That's not an illegal act, unless you can cite relevant statutes being broken. It's a contract breach.

Your whole analogy to Backpage breaks down without the initial illegal action that produces the revenue stream and sets in motion the need to launder the money.




You are being silly - breach of contract to deceive payment processors IS wire fraud and bank fraud, which are specific named federal crimes which cover exactly this use case. If you like, here's an excerpt from the Backpage indictment:

"the People now allege that Defendants conspired to orchestrate a bank fraud by misrepresenting to credit payment processors that they were not processing transactions from Backpage, and this misrepresentation would trigger a release of funds from banks. The overt acts alleged clarify that Defendants created multiple classified websites, and when applying for (at least one) merchant account, Defendant Ferrer omitted any reference to Backpage, despite intending to process Backpage transactions through the account. The People allege that credit payment processors, along with American Express, would not have knowingly processed the payments for Backpage and the banks would not have released funds absent Defendants’ trickery."

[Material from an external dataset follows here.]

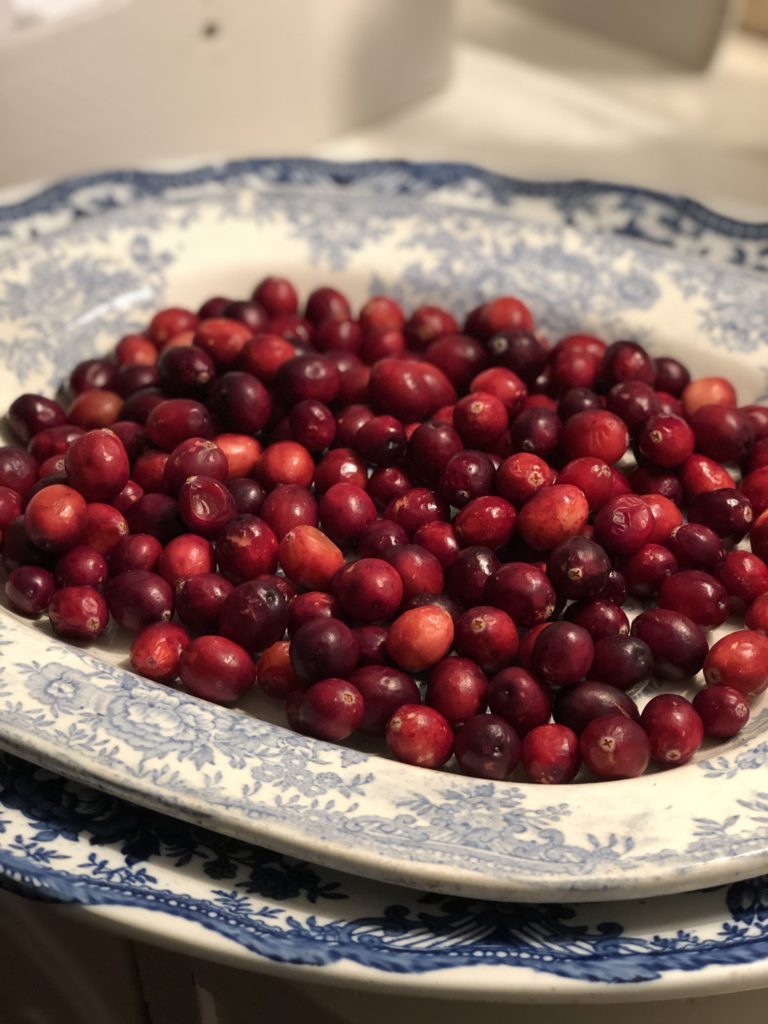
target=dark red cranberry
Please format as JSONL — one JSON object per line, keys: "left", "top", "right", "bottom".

I encourage you to look through the sections concerning money laundering in the California indictment: https://www.oag.ca.gov/system/files/attachments/press_releas...


I think you should carefully read your quote - it includes the word "Backpage" four times, as in the illegal source of funds that created the laundry opportunity. Breach of contract with payment processors is certainly NOT wire fraud by itself, that's an absurd statement.


You're weirdly stuck on this "breach of contract superseding federal crimes" thing but uh, I don't know what to tell you. This scheme is clearly wire fraud. Defrauding a payment processor out of money, over wires, is wire fraud. It's also bank fraud when you lie to your bank about what your merchant account is for, which is another prerequisite for these schemes usually.


He is correct. This is how I build my cases.

I would just be aware that any interaction with the financial system can quickly become criminal. Whether it does depends on a whole range of factors, but the option is always there. (Incidentally, the same goes for insurance companies. Can go criminal at any time.)